The most distinguished victims of this Gallic persecution were the bishop Pothinus, who, at the age of ninety years, and just recovered from a sickness, was subjected to all sorts of abuse, and then thrown into a dismal dungeon, where he died in two days; the virgin Blandina, a slave, who showed almost superhuman strength and constancy under the most cruel tortures, and was at last thrown to a wild beast in a net; Ponticus, a boy of fifteen years, who could be deterred by no sort of cruelty from confessing his Saviour. The corpses of the martyrs, which covered the streets, were shamefully mutilated, then burned, and the ashes cast into the Rhone, lest any remnants of the enemies of the gods might desecrate the soil. At last the people grew weary of slaughter, and a considerable number of Christians survived. The martyrs of Lyons distinguished themselves by true humility, disclaiming in their prison that title of honor, as due only, they said, to the faithful and true witness, the Firstborn from the dead, the Prince of life (Rev. 1:5), and to those of his followers who had already sealed their fidelity to Christ with their blood.
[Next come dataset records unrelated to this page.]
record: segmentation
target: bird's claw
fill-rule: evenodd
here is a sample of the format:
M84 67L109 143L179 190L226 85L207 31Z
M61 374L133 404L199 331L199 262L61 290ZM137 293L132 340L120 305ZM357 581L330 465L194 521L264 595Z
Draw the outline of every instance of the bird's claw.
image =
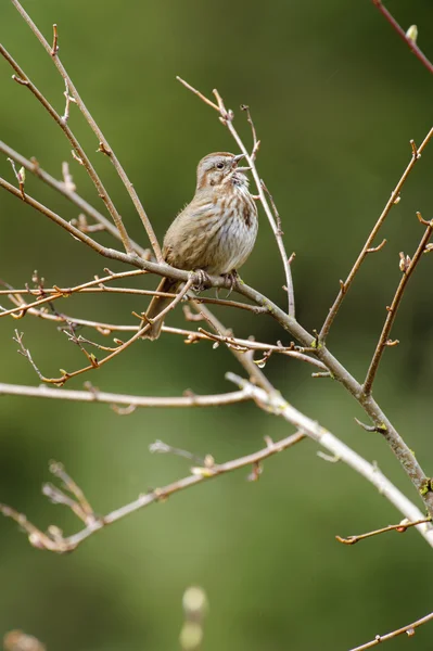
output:
M229 291L228 291L228 294L226 296L226 298L228 298L230 296L231 292L234 290L235 284L237 284L238 280L240 279L240 276L239 276L238 271L235 269L233 269L229 273L225 273L224 278L229 283Z
M208 273L206 273L206 271L204 271L203 269L195 269L193 271L193 278L194 278L194 284L193 284L192 289L198 294L200 292L203 292L206 283L208 283L211 281L211 276Z

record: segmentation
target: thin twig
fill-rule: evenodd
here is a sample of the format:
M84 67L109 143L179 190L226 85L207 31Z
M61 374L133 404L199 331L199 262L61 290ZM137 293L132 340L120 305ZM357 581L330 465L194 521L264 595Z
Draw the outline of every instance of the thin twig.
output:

About the same time a persecution of less extent appears to have visited Autun (Augustodunum) near Lyons. Symphorinus, a young man of good family, having refused to fall down before the image of Cybele, was condemned to be beheaded. On his way to the place of execution his own mother called to him: My son, be firm and fear not that death, which so surely leads to life. Look to Him who reigns in heaven. To-day is your earthly life not taken from you, but transferred by a blessed exchange into the life of heaven.

The story of the thundering legion rests on the fact of a remarkable deliverance of the Roman army in Hungary by a sudden shower, which quenched their burning thirst and frightened their barbarian enemies, a.d. 174. The heathens, however, attributed this not to the prayers of the Christian soldiers, but to their own gods. The emperor himself prayed to Jupiter: This hand, which has never yet shed human blood, I raise to you. That this event did not alter his views respecting the Christians, is proved by the persecution in South Gaul, which broke out three years later.

Of isolated cases of martyrdom in this reign, we notice that of Justin Martyr, at Rome, in the year 166. His death is traced to the machinations of Crescens, a Cynic philosopher.

Marcus Aurelius was succeeded by his cruel and contemptible son, Commodus (180-192), who wallowed in the mire of every sensual debauchery, and displayed at the same time like Nero the most ridiculous vanity as dancer and singer, and in the character of buffoon; but he was accidentally made to favor the Christians by the influence of a concubine, Marcia, and accordingly did not disturb them. Yet under his reign a Roman senator, Apollonius, was put to death for his faith.